The spirit of Protestantism is to always go back to scripture. It is not a call to think outside the context of the church, but to always test what the church says against scripture.
Unfortunately today we find many protestant churches who are developing extensive written and verbal tradition which they hold to be unquestionable. It is not that people should immediately doubt written or verbal tradition, but all tradition is subservient to the word of God.
No tradition can be unquestionable in itself. It only stands or falls in its relation to the revelation of God.
I personally feel that traditions in churches are not a detriment and are often a help to the church as long as the church realizes the traditions cannot be held in any absolute way. The issue is that often the traditions of the church begin to become indistinguishable from the teaching of God to the leaders of churches.

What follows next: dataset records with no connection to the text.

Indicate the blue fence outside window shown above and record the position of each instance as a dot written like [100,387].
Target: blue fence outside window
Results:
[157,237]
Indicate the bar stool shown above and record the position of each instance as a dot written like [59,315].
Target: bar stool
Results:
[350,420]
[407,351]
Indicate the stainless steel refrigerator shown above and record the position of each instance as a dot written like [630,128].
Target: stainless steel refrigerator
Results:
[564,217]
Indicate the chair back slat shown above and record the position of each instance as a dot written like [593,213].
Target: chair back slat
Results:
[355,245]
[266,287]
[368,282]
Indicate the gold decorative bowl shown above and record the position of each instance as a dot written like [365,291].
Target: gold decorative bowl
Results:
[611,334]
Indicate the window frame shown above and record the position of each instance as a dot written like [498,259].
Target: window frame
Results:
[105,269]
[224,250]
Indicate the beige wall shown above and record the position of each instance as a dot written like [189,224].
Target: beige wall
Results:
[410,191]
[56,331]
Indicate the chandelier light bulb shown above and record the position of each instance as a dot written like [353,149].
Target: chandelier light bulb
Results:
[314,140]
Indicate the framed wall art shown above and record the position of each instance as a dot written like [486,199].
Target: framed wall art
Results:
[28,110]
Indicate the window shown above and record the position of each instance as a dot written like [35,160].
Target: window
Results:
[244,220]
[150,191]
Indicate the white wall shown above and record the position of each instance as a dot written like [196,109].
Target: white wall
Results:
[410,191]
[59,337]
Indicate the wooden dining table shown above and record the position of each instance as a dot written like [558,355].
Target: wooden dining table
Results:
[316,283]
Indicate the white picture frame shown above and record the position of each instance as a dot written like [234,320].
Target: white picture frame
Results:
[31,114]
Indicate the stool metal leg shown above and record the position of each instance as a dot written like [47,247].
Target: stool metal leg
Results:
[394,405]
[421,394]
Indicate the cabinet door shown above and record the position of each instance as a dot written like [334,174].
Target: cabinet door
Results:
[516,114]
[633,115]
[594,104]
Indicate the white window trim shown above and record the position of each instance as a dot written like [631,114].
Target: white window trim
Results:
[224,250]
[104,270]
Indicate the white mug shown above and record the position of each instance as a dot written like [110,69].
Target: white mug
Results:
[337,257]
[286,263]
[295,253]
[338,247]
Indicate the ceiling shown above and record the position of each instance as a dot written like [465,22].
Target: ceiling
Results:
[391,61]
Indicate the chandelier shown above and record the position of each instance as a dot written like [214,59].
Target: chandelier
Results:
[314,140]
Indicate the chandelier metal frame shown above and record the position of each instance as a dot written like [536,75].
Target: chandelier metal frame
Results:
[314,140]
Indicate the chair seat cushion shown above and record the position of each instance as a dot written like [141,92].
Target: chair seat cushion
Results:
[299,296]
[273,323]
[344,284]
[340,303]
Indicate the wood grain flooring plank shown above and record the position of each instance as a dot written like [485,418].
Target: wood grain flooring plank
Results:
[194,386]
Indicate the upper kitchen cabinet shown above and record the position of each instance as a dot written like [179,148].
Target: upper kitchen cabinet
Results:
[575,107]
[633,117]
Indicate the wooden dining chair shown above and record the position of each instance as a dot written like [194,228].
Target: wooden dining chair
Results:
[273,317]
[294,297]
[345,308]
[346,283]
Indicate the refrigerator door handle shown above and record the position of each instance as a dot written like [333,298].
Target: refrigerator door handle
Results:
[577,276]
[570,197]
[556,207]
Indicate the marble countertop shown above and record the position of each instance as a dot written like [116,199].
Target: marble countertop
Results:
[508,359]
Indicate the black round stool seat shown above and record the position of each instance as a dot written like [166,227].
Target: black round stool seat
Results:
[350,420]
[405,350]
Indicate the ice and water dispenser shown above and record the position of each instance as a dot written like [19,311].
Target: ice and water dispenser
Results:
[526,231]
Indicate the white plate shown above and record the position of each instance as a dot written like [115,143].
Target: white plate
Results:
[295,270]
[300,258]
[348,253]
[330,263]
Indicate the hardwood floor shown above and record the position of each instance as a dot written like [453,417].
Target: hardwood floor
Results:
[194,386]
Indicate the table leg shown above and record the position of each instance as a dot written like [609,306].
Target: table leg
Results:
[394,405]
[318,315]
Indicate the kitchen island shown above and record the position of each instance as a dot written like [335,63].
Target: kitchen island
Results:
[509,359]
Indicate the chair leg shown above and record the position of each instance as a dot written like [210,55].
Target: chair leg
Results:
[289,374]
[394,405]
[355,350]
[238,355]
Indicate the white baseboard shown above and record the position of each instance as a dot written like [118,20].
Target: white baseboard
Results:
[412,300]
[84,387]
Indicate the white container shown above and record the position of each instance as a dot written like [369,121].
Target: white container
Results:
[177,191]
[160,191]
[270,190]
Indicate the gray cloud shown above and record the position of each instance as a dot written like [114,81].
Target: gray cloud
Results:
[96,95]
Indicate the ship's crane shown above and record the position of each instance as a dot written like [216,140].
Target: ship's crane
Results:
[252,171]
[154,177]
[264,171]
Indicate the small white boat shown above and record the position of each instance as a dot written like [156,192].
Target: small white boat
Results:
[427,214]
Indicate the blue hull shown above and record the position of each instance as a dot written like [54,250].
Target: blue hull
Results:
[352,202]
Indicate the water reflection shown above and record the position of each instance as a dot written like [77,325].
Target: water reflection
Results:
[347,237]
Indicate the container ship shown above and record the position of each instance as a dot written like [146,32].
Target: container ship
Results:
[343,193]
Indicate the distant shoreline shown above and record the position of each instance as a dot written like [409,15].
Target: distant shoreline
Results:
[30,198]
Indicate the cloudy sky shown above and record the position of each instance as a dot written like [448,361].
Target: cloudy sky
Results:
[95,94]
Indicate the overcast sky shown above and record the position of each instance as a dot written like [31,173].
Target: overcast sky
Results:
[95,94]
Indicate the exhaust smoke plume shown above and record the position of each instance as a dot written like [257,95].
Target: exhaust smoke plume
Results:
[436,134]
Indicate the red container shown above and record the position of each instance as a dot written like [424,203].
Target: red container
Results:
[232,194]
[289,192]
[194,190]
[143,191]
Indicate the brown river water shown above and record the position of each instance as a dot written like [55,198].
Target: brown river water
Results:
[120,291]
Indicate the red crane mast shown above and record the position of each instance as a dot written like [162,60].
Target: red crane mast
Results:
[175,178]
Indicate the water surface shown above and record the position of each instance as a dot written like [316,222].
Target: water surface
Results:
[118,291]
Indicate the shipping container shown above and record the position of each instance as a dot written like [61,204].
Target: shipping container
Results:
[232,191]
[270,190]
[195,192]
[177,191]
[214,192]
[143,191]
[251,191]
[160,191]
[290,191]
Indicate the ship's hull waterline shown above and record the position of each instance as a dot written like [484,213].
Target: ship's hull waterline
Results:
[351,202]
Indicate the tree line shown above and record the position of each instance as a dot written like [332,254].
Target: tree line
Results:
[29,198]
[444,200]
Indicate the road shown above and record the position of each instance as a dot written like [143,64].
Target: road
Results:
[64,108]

I have been in a number of churches where the eldership seems to believe certain pieces of generally good advice are commandments in scripture. I often search for the biblical basis of this good advice and cannot find any absolute grounding in scripture.
We should always distinguish between what is generally good advice and what is scripture. And what is tradition that our church appreciates and tradition which is mandated by scripture (i.e. baptism and the Lord's supper).
I believe non-biblically mandated traditions and general wisdom have a place in churches, but they can never be viewed absolutely or espoused as if they are scripture. We must always distinguish between the clear teaching of scripture and our culturally conditioned applications of wisdom and worship.